Israel is quickly developing a reputation for excellence in innovation and technological development. Over the last 12 months or so, internet and technology giants such as Apple, Facebook, Google and Samsung have taken note of the country’s status as an up-and-coming hub for tech startups, completing deals for Israeli companies to complement their existing offerings, particularly in Big Data and analytics. Due to the emphasis on these areas, Israel has developed into a heavyweight player in innovation over a relatively short timeframe.
Given the size and reputation of other, more renowned global technology hubs – areas such as Silicon Valley, London and Berlin – Israel draws its workforce from a comparatively small catchment area. Yet despite this hindrance, the country has become a hotbed for tech startups; it is currently the birthplace of around 400 a year, earning it the nickname of the Silicon Valley of the Middle East.
However, it is not only acquiring companies that have taken note of the strength of the Israeli tech sector: a number of venture capital groups have also begun to show an interest in the region. Based on the popularity of its nascent tech sector, Israel now attracts more venture capital investment per person than any country in the world.
One of the main catalysts for this trend is the amount of time and money that Israeli firms and the government have invested in research and development (R&D) techniques. It can be argued that this focus on R&D was born out of military necessity – Israel’s very existence in the troubled Middle East region has meant fighting on a number of fronts since its founding in 1948. Israel’s ongoing geopolitical and military situation has led to more money spent on R&D as a percentage of its GDP than any other nation among 39 countries surveyed between 2001 and 2009 by the Organisation for Economic Cooperation and Development (OECD).
The R&D techniques developed by the Israeli government have not just been restricted to the military sector, however. There have been numerous civilian applications as well. In many respects the R&D arm of the Israeli military has directly fed into the country’s developing technology sector. A large number of entrepreneurs and inventors in the Israeli tech sector have military backgrounds, as military service is compulsory.
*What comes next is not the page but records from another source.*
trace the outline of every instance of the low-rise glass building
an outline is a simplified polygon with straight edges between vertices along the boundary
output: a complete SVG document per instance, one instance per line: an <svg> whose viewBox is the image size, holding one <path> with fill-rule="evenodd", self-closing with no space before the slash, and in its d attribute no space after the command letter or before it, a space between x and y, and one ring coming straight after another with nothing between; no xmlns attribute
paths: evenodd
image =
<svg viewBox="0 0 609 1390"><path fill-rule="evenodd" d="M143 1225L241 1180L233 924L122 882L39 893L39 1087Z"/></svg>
Many young people apply to join the computer training academy of the Israel Defence Force (IDF), known as ‘Mamram’, and once their military service has ended a large portion of veterans emerge from the popular Unit 8200, which manages army signals intelligence and provides analysis of electronic data.
As a result of this work, many Israeli veterans emerging from the unit create tech startups, giving them a considerable advantage over their Western and Asian counterparts. Extensive knowledge around subjects such as cyber-security, data storage, mobile communications, Big Data and analytics have become key areas for the Israeli tech industry, to the extent that IBM, Google, Microsoft, EMC, Intel, General Electric, eBay, Cisco and a number of other technology heavyweights have all invested in establishing major research facilities in the country, as well as in startups themselves.
Despite the success of Israel as a tech startup hotbed, a large number of companies are beginning to migrate away from the country once they have become established. Traditionally, technology hubs in the US can offer more opportunities and funding to established startups than is currently available in Israel. In 2013 high tech Israeli startups fled the country to sell shares abroad at the fastest pace in over six years.
Due to this flight, it has been recommended to the Israeli Securities authorities that tech firms be offered tax breaks and less bureaucracy in order to keep hold of them. Under the recommendations, those companies valued at more than $56m will be offered incentives as encouragement to raise money on the Tel Aviv stock exchange, rather than elsewhere. The recommendations call for tax benefits for investors and startup founders, exemption from Israeli ‘Sarbanes-Oxley’ requirements, the adoption of financial reporting in English, and the use of US GAAP accounting standards. The government committee which provided the report to the securities authorities also recommended that the Israeli bourse establish two new indexes and find a company to provide investment analysis. It is hoped that these recommendations will be passed into law in the coming months.
Tel Aviv, which hosts one of Israel’s biggest technology clusters, is also in negotiation with the Israeli Economy Ministry to review the country’s visa policy. The hope is that the country will introduce a startup visa regime which would make it easier for skilled foreigners to come and work in Israel. Not only would this diversify the workforce in the Israeli tech sector, it would also help the sector develop from a mere startup hub into true centre for technological innovation. Should the Israeli tech landscape be allowed to mature it could provide a multitude of opportunities for investors and entrepreneurs for years to come.